Typically, lower base rates compress banks’ margins as competition forces lenders to cut loan rates more quickly than deposit rates. South Korean banks, however, have defied this norm. The average spread between lending and deposit rates, roughly 0.5 percentage points in 2023, surged to over 1.3 points in the first five months of 2025. This extraordinary divergence reflects a blend of regulatory deference and muted competition, enabling banks to harvest windfall gains with little risk.

Government policy has been complicit in this dynamic. Measures aimed at curbing household debt and cooling the overheated housing market have given banks both political cover and regulatory justification to keep lending rates high. Meanwhile, state-backed mortgage products, which now guarantee up to 90 percent of the principal, dominate new housing loans, sharply reducing the default risk for lenders and ensuring stable, low-volatility returns.

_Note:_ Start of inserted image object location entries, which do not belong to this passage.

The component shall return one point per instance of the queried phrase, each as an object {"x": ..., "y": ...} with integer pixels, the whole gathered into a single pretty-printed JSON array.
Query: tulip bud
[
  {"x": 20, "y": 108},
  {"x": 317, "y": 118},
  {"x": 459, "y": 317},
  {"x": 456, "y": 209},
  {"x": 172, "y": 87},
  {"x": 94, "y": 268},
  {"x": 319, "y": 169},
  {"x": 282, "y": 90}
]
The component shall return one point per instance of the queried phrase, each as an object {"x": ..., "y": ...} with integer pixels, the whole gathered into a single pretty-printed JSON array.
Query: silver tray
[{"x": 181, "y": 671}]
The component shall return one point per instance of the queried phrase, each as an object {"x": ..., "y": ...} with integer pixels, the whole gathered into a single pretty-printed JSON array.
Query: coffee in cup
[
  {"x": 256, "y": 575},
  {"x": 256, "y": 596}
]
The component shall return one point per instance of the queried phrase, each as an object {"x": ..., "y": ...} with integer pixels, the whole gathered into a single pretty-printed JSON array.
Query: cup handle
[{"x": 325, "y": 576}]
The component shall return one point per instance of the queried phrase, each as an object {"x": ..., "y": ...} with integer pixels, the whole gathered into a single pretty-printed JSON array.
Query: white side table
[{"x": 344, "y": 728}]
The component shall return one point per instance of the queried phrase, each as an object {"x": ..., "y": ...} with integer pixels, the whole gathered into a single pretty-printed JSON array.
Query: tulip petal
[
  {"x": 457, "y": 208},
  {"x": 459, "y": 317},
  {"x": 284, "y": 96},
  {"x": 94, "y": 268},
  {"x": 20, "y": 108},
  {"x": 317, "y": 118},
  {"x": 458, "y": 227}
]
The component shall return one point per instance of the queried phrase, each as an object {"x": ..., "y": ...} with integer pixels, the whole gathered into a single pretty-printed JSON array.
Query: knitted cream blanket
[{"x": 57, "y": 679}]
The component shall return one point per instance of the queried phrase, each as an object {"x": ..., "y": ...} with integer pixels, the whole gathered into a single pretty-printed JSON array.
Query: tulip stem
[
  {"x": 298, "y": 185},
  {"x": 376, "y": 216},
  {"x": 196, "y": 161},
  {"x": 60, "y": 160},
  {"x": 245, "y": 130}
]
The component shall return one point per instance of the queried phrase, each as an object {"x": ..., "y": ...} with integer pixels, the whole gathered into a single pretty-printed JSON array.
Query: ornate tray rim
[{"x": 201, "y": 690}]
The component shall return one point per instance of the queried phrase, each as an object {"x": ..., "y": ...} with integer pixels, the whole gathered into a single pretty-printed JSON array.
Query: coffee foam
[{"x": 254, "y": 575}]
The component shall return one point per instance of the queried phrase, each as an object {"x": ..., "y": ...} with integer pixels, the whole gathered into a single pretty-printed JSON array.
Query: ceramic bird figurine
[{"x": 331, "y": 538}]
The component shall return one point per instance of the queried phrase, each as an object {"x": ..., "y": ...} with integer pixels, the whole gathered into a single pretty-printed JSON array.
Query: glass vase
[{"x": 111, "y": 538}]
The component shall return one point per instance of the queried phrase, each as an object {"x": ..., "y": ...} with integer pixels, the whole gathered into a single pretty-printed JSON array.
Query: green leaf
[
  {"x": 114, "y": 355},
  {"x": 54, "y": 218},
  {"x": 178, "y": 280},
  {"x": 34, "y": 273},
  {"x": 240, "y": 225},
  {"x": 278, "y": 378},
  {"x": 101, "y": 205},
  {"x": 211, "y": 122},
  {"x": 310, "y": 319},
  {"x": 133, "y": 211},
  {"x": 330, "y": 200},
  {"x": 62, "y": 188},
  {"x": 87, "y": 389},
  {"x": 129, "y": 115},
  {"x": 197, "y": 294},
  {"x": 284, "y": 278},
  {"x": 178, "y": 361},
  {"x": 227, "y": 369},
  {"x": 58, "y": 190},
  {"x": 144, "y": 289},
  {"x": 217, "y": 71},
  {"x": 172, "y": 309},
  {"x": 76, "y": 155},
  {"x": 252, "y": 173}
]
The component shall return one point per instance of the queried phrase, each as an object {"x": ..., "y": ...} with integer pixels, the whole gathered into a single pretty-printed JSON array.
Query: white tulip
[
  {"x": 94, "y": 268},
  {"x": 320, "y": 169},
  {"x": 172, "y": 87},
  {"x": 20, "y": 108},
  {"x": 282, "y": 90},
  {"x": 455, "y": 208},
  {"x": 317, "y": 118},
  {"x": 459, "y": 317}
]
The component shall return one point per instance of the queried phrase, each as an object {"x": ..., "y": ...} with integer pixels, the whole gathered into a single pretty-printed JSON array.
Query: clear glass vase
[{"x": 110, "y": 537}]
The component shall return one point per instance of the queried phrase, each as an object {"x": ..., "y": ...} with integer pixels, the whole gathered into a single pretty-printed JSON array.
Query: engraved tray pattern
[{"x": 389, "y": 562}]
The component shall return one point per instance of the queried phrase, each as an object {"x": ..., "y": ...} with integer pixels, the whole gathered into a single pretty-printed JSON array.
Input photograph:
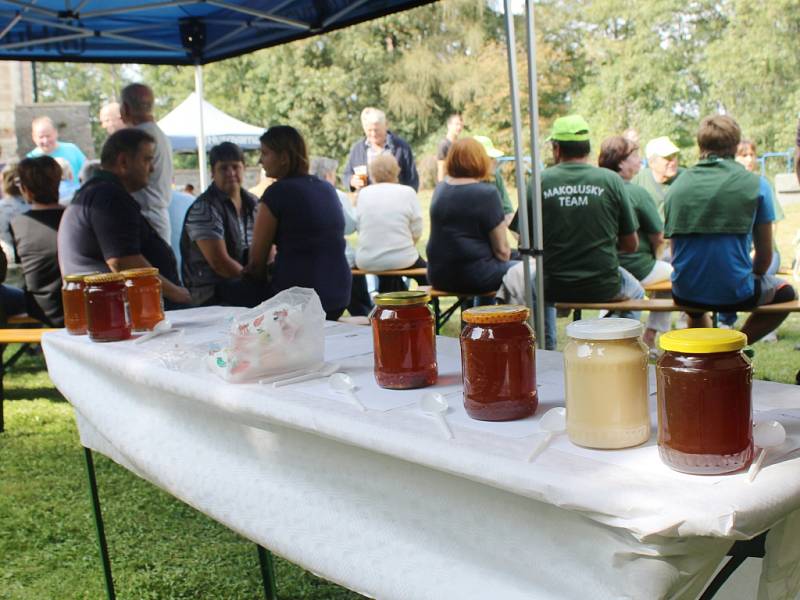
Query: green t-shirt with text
[
  {"x": 584, "y": 210},
  {"x": 641, "y": 262}
]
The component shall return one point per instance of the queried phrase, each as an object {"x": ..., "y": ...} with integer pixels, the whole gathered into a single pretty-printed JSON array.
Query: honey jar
[
  {"x": 705, "y": 413},
  {"x": 144, "y": 298},
  {"x": 498, "y": 363},
  {"x": 107, "y": 315},
  {"x": 404, "y": 340}
]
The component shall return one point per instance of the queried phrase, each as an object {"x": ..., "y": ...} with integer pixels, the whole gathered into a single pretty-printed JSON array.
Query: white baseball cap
[{"x": 662, "y": 146}]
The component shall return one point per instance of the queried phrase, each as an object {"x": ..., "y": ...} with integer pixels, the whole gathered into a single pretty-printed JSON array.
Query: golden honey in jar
[
  {"x": 605, "y": 383},
  {"x": 404, "y": 340},
  {"x": 705, "y": 413},
  {"x": 498, "y": 363},
  {"x": 107, "y": 314},
  {"x": 144, "y": 297},
  {"x": 74, "y": 302}
]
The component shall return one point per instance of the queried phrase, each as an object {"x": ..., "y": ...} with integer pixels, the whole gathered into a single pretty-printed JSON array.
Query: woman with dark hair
[
  {"x": 11, "y": 205},
  {"x": 468, "y": 249},
  {"x": 302, "y": 216},
  {"x": 217, "y": 232},
  {"x": 621, "y": 155},
  {"x": 35, "y": 235}
]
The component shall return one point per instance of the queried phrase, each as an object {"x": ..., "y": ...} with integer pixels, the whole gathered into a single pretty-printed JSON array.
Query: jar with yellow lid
[
  {"x": 74, "y": 303},
  {"x": 498, "y": 363},
  {"x": 144, "y": 297},
  {"x": 605, "y": 384},
  {"x": 705, "y": 413},
  {"x": 107, "y": 314},
  {"x": 404, "y": 340}
]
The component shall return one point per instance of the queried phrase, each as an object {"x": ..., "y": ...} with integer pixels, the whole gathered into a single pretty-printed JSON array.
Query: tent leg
[{"x": 201, "y": 132}]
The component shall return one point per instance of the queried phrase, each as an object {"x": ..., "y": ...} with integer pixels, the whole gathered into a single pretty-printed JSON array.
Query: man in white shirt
[{"x": 136, "y": 108}]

The confluence of regulatory tightening and public guarantees has institutionalized a risk-averse lending model. Banks extend credit with minimal exposure and remain comfortably within regulatory bounds. Yet this model departs from the traditional role of banks as catalysts for economic growth. It encourages caution and disincentivizes the proactive capital deployment essential for innovation and structural transformation.

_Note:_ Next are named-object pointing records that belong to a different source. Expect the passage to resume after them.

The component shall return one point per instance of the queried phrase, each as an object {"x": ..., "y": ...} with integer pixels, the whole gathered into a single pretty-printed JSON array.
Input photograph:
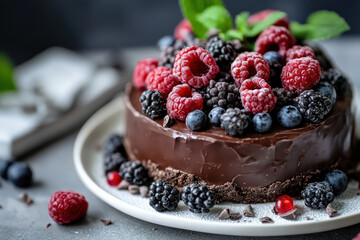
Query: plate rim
[{"x": 225, "y": 228}]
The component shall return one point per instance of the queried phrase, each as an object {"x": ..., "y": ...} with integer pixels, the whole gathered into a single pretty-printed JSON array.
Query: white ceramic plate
[{"x": 88, "y": 163}]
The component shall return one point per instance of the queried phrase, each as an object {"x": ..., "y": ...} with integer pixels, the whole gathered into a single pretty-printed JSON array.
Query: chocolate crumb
[
  {"x": 225, "y": 214},
  {"x": 290, "y": 215},
  {"x": 134, "y": 189},
  {"x": 106, "y": 222},
  {"x": 168, "y": 121},
  {"x": 248, "y": 211},
  {"x": 144, "y": 190},
  {"x": 123, "y": 185},
  {"x": 266, "y": 220},
  {"x": 332, "y": 212},
  {"x": 235, "y": 216}
]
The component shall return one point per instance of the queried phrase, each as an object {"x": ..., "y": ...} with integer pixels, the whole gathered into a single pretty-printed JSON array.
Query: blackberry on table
[
  {"x": 199, "y": 199},
  {"x": 318, "y": 195},
  {"x": 113, "y": 162},
  {"x": 163, "y": 196},
  {"x": 234, "y": 121},
  {"x": 134, "y": 173},
  {"x": 313, "y": 106},
  {"x": 221, "y": 94},
  {"x": 223, "y": 52},
  {"x": 153, "y": 104}
]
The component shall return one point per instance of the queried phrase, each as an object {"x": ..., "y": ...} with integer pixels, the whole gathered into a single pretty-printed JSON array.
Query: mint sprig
[
  {"x": 6, "y": 74},
  {"x": 320, "y": 25}
]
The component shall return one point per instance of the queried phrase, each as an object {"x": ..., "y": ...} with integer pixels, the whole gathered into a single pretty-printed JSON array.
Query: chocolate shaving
[
  {"x": 134, "y": 189},
  {"x": 123, "y": 185},
  {"x": 168, "y": 121},
  {"x": 266, "y": 220},
  {"x": 106, "y": 222},
  {"x": 144, "y": 190},
  {"x": 248, "y": 211},
  {"x": 332, "y": 212},
  {"x": 290, "y": 215},
  {"x": 225, "y": 214}
]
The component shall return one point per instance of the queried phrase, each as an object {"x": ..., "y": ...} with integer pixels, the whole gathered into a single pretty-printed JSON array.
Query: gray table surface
[{"x": 54, "y": 170}]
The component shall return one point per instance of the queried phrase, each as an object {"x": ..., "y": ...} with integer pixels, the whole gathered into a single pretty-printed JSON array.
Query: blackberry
[
  {"x": 336, "y": 78},
  {"x": 313, "y": 106},
  {"x": 199, "y": 199},
  {"x": 234, "y": 121},
  {"x": 113, "y": 162},
  {"x": 318, "y": 195},
  {"x": 153, "y": 104},
  {"x": 163, "y": 196},
  {"x": 114, "y": 144},
  {"x": 223, "y": 52},
  {"x": 134, "y": 173},
  {"x": 221, "y": 94}
]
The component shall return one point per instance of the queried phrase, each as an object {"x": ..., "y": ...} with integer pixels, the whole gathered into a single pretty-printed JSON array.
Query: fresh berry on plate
[
  {"x": 67, "y": 207},
  {"x": 274, "y": 38},
  {"x": 142, "y": 69},
  {"x": 338, "y": 181},
  {"x": 199, "y": 199},
  {"x": 20, "y": 174},
  {"x": 161, "y": 79},
  {"x": 163, "y": 196},
  {"x": 215, "y": 115},
  {"x": 289, "y": 116},
  {"x": 318, "y": 195},
  {"x": 195, "y": 66},
  {"x": 248, "y": 65},
  {"x": 262, "y": 122},
  {"x": 257, "y": 96},
  {"x": 196, "y": 120},
  {"x": 313, "y": 106},
  {"x": 182, "y": 100},
  {"x": 134, "y": 173},
  {"x": 284, "y": 204},
  {"x": 300, "y": 74},
  {"x": 153, "y": 104},
  {"x": 235, "y": 121}
]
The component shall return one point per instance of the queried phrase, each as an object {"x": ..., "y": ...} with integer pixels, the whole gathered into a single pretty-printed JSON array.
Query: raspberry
[
  {"x": 299, "y": 52},
  {"x": 248, "y": 65},
  {"x": 300, "y": 74},
  {"x": 274, "y": 38},
  {"x": 195, "y": 66},
  {"x": 161, "y": 79},
  {"x": 256, "y": 95},
  {"x": 67, "y": 207},
  {"x": 183, "y": 30},
  {"x": 182, "y": 100},
  {"x": 142, "y": 69},
  {"x": 262, "y": 15}
]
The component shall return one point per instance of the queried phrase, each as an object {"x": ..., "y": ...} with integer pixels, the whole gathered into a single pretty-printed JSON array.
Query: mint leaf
[
  {"x": 191, "y": 9},
  {"x": 6, "y": 74},
  {"x": 260, "y": 26},
  {"x": 215, "y": 17},
  {"x": 320, "y": 25}
]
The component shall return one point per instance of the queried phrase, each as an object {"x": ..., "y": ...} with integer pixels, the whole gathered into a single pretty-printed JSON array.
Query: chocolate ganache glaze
[{"x": 252, "y": 161}]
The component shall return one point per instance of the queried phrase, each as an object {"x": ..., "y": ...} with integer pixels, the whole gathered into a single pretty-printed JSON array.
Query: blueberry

Meanwhile, the real economy exhibits signs of strain. Growth remains sluggish, corporate investment cautious, and critical sectors like artificial intelligence, green energy and biopharmaceuticals remain undercapitalized. Lending to small and medium-sized enterprises increased by less than 1 percent in the first half of the year, while mortgage lending surged over 4 percent. This pattern signals capital flowing disproportionately into asset accumulation rather than productive enterprise — a troubling trend for South Korea’s long-term productivity and competitiveness.

Banks are more than mere custodians of savings. Their fundamental role in the economy is to identify viable opportunities, absorb risks and allocate capital to sectors capable of sustaining growth. South Korea’s demographic headwinds and technological imperatives demand precisely this catalytic role. A banking system preoccupied with low-risk, short-term spreads is ill-suited to these challenges.

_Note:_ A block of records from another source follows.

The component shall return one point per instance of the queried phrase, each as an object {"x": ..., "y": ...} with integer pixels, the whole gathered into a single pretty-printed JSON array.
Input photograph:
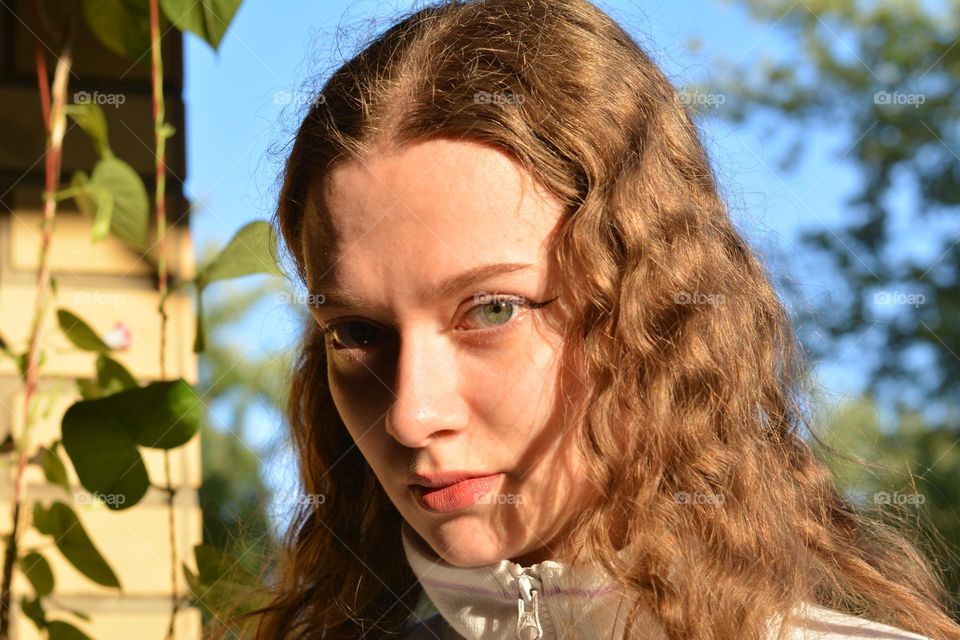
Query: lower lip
[{"x": 454, "y": 497}]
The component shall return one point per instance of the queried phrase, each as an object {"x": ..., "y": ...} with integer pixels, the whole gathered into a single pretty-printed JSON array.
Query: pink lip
[
  {"x": 444, "y": 478},
  {"x": 446, "y": 493}
]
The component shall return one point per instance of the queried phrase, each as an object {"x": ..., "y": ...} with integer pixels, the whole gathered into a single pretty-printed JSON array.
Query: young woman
[{"x": 546, "y": 385}]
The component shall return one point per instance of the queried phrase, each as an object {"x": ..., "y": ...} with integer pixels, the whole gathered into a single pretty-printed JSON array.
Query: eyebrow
[{"x": 340, "y": 298}]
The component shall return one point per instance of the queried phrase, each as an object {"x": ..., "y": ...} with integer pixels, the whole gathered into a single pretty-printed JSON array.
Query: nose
[{"x": 426, "y": 380}]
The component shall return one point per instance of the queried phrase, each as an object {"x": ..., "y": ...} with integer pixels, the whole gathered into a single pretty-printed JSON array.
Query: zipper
[{"x": 528, "y": 602}]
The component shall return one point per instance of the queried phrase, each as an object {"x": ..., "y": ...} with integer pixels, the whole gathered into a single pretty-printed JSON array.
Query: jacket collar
[{"x": 507, "y": 601}]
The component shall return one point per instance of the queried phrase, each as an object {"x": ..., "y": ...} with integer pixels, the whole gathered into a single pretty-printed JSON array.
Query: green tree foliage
[{"x": 886, "y": 75}]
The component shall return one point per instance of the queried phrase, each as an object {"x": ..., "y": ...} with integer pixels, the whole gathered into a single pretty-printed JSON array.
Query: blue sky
[{"x": 237, "y": 128}]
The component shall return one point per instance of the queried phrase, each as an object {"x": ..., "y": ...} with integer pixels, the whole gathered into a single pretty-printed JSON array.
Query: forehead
[{"x": 431, "y": 209}]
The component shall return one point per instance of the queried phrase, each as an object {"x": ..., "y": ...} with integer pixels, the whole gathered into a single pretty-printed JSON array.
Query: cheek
[
  {"x": 361, "y": 413},
  {"x": 518, "y": 397}
]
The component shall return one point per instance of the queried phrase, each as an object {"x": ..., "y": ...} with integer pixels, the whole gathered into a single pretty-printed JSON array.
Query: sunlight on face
[{"x": 434, "y": 372}]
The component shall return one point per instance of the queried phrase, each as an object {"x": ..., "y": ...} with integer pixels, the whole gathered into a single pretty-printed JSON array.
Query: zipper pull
[{"x": 528, "y": 613}]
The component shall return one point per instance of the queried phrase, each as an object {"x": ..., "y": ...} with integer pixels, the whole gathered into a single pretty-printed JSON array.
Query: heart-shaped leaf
[
  {"x": 33, "y": 609},
  {"x": 113, "y": 376},
  {"x": 208, "y": 19},
  {"x": 123, "y": 26},
  {"x": 53, "y": 469},
  {"x": 80, "y": 333},
  {"x": 130, "y": 214},
  {"x": 104, "y": 454},
  {"x": 37, "y": 570},
  {"x": 60, "y": 630},
  {"x": 251, "y": 250},
  {"x": 61, "y": 523}
]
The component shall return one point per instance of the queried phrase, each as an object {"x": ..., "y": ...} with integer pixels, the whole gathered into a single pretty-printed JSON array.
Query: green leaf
[
  {"x": 113, "y": 376},
  {"x": 123, "y": 26},
  {"x": 60, "y": 630},
  {"x": 88, "y": 388},
  {"x": 252, "y": 250},
  {"x": 80, "y": 333},
  {"x": 93, "y": 201},
  {"x": 104, "y": 454},
  {"x": 173, "y": 419},
  {"x": 61, "y": 523},
  {"x": 130, "y": 213},
  {"x": 53, "y": 469},
  {"x": 208, "y": 19},
  {"x": 101, "y": 436},
  {"x": 37, "y": 570},
  {"x": 33, "y": 609},
  {"x": 91, "y": 119}
]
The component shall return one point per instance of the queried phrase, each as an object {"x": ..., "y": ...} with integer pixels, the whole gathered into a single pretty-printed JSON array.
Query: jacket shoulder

President Lee Jae Myung has urged banks to move beyond reliance on interest income and play a more active role in supporting the real economy. The Financial Services Commission is reportedly developing guidelines to encourage longer-term investment in venture capital, listed equities and strategic sectors. These signals are welcome but belated. And mere exhortation will not suffice.

What is required is a robust policy framework that rewards measured risk-taking. Instruments such as risk-sharing schemes, differentiated capital requirements and targeted incentives for innovation lending should be prioritized. Without such tools, banks will likely default to the safety and predictability of margin-driven profits.

The stakes go beyond financial-sector efficiency. If banks continue to pocket record earnings while the innovation economy struggles for capital, South Korea could fall behind in the global contest for economic resilience. Banks can no longer afford to be passive observers of macroeconomic forces; their core mission must be to underpin and accelerate sustainable economic progress.